In [1]:
import json
import random

data_path = "./shakespeare.jsonl"

with open(data_path, "r", encoding="utf-8") as f:
    data = [json.loads(line) for line in f]

random.shuffle(data)

split_idx = int(0.9 * len(data))
train_data = data[:split_idx]
val_data = data[split_idx:]

def save_jsonl(filename, dataset):
    with open(filename, "w", encoding="utf-8") as f:
        for item in dataset:
            f.write(json.dumps(item, ensure_ascii=False) + "\n")

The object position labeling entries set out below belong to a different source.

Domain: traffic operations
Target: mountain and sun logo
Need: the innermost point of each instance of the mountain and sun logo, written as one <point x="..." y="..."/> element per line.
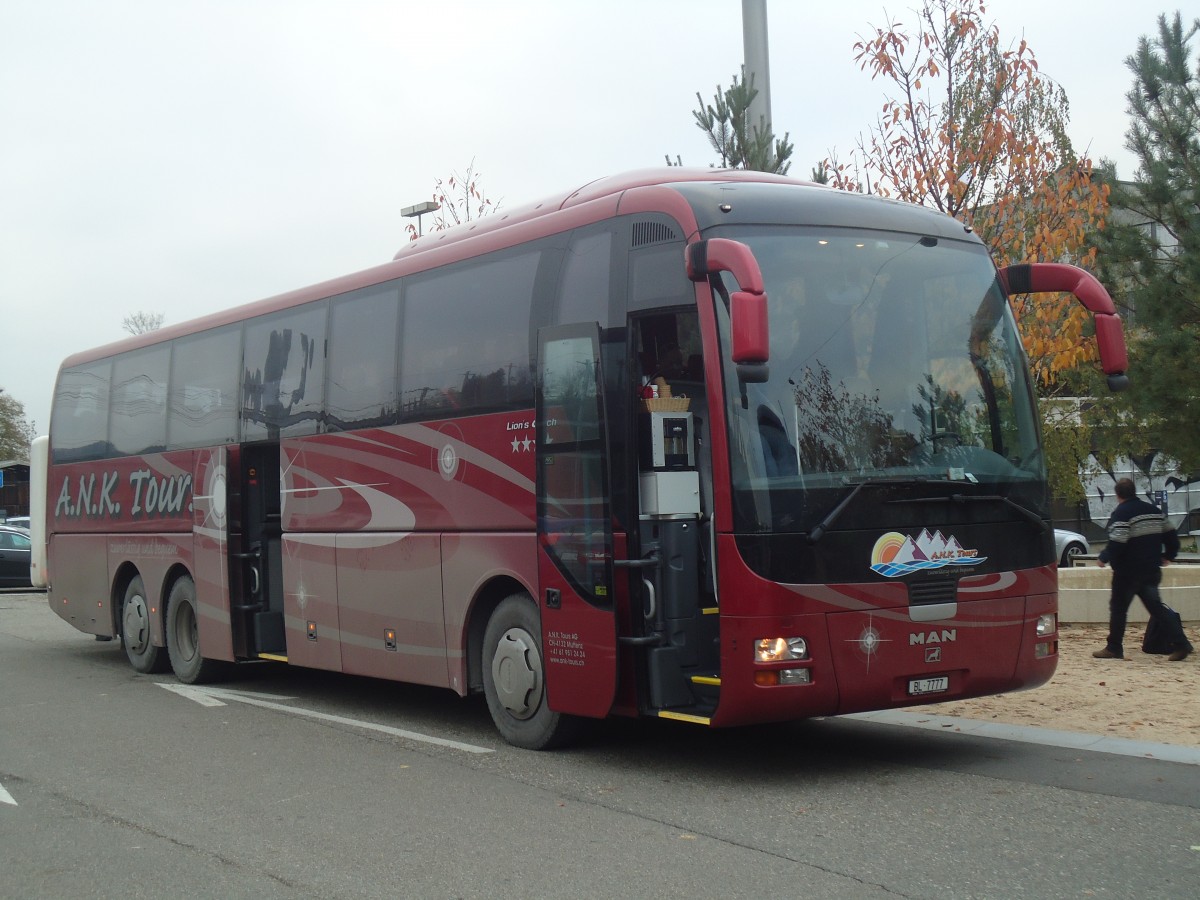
<point x="895" y="555"/>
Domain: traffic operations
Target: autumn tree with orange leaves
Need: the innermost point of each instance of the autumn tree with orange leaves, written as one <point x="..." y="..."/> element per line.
<point x="975" y="130"/>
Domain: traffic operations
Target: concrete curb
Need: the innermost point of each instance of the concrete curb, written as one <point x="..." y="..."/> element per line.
<point x="1030" y="735"/>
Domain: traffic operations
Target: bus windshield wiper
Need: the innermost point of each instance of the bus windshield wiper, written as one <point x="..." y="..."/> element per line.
<point x="821" y="527"/>
<point x="1025" y="511"/>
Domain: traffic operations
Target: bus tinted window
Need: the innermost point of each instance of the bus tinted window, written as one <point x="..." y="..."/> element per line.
<point x="138" y="411"/>
<point x="79" y="429"/>
<point x="466" y="339"/>
<point x="204" y="390"/>
<point x="363" y="359"/>
<point x="587" y="274"/>
<point x="285" y="373"/>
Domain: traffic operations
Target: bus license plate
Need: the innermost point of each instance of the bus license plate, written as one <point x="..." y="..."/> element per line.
<point x="928" y="685"/>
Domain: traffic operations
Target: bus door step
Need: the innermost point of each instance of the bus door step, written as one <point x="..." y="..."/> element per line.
<point x="269" y="633"/>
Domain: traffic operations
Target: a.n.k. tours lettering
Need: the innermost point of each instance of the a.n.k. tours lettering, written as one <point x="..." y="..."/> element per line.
<point x="144" y="496"/>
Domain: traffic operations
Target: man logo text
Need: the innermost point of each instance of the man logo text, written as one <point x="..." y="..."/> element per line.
<point x="928" y="637"/>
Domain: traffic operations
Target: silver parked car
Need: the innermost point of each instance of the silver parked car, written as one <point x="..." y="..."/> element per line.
<point x="1069" y="545"/>
<point x="15" y="550"/>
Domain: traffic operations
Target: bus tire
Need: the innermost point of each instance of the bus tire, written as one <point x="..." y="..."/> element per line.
<point x="515" y="678"/>
<point x="183" y="636"/>
<point x="136" y="622"/>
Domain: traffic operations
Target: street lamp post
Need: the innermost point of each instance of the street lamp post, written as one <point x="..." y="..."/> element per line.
<point x="419" y="209"/>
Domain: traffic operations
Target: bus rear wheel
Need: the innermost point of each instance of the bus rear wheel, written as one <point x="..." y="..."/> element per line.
<point x="184" y="636"/>
<point x="136" y="619"/>
<point x="515" y="678"/>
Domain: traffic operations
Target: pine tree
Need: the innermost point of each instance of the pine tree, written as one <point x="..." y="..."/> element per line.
<point x="1157" y="249"/>
<point x="739" y="143"/>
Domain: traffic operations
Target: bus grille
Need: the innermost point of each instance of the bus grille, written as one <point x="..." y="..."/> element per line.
<point x="943" y="591"/>
<point x="646" y="233"/>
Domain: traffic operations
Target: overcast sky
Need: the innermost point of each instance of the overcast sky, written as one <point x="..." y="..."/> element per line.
<point x="184" y="156"/>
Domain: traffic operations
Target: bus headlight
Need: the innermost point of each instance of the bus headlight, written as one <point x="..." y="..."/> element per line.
<point x="777" y="649"/>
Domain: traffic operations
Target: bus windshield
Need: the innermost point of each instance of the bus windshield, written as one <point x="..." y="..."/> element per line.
<point x="893" y="357"/>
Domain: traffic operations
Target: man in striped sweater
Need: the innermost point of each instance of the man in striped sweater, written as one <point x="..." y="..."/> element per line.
<point x="1141" y="541"/>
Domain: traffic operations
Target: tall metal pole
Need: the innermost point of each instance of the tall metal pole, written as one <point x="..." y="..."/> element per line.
<point x="754" y="47"/>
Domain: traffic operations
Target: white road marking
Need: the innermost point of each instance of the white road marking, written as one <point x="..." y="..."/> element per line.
<point x="196" y="694"/>
<point x="214" y="696"/>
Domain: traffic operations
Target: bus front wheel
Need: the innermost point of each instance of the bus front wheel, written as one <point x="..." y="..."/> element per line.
<point x="143" y="655"/>
<point x="184" y="636"/>
<point x="515" y="678"/>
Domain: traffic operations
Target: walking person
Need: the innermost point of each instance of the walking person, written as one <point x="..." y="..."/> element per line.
<point x="1141" y="541"/>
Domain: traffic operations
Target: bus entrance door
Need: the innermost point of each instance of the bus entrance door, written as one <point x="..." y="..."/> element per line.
<point x="575" y="539"/>
<point x="256" y="558"/>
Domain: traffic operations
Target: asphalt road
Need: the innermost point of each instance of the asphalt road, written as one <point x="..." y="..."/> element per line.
<point x="286" y="783"/>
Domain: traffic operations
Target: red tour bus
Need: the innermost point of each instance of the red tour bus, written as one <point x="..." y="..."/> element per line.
<point x="718" y="447"/>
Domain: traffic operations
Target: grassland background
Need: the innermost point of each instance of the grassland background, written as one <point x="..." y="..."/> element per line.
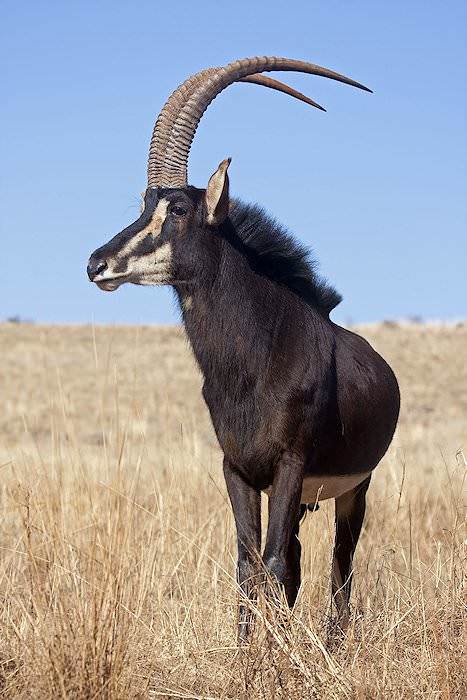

save_jsonl("data_train.jsonl", train_data)
save_jsonl("data_val.jsonl", val_data)

print(f"Train: {len(train_data)}, Val: {len(val_data)}")


Train: 18971, Val: 2108


In [2]:
for item in data[:3]:
    print(item)
    print("\n")

{'instruction': 'Rewrite the text in Shakespearean style.', 'input': 'I just meant that our hearts are joined, so we can almost think of them as one heart.', 'output': 'I mean that my heart unto yours is knit So that but one heart we can make of it.'}


{'instruction': 'Rewrite the text in Shakespearean style.', 'input': 'The princes are under some strange misunderstanding.', 'output': 'There is some strange misprision in the princes.'}


{'instruction': 'Rewrite the text in Shakespearean style.', 'input': 'Everything’s fine now.', 'output': 'Now all is well.'}




In [None]:
from datasets import load_dataset
from transformers import AutoTokenizer, AutoModelForCausalLM, Trainer, TrainingArguments
from peft import LoraConfig, get_peft_model, TaskType, PeftModel

model_name = "distilbert/distilgpt2"
tokenizer = AutoTokenizer.from_pretrained(model_name)
tokenizer.pad_token = tokenizer.eos_token 

model = AutoModelForCausalLM.from_pretrained(model_name)

lora_config = LoraConfig(
    r=8,
    lora_alpha=32,
    target_modules=["c_attn", "c_proj"],
    lora_dropout=0.1,
    task_type=TaskType.CAUSAL_LM
)
model = get_peft_model(model, lora_config)
model.print_trainable_parameters()

dataset = load_dataset("json", data_files={
    "train": "data_train.jsonl",
    "validation": "data_val.jsonl"
})

def preprocess(example):

    full_text = f"Instruction: {example['instruction']} Input: {example['input']} Output: {example['output']}"
    prompt_text = f"Instruction: {example['instruction']} Input: {example['input']} Output:"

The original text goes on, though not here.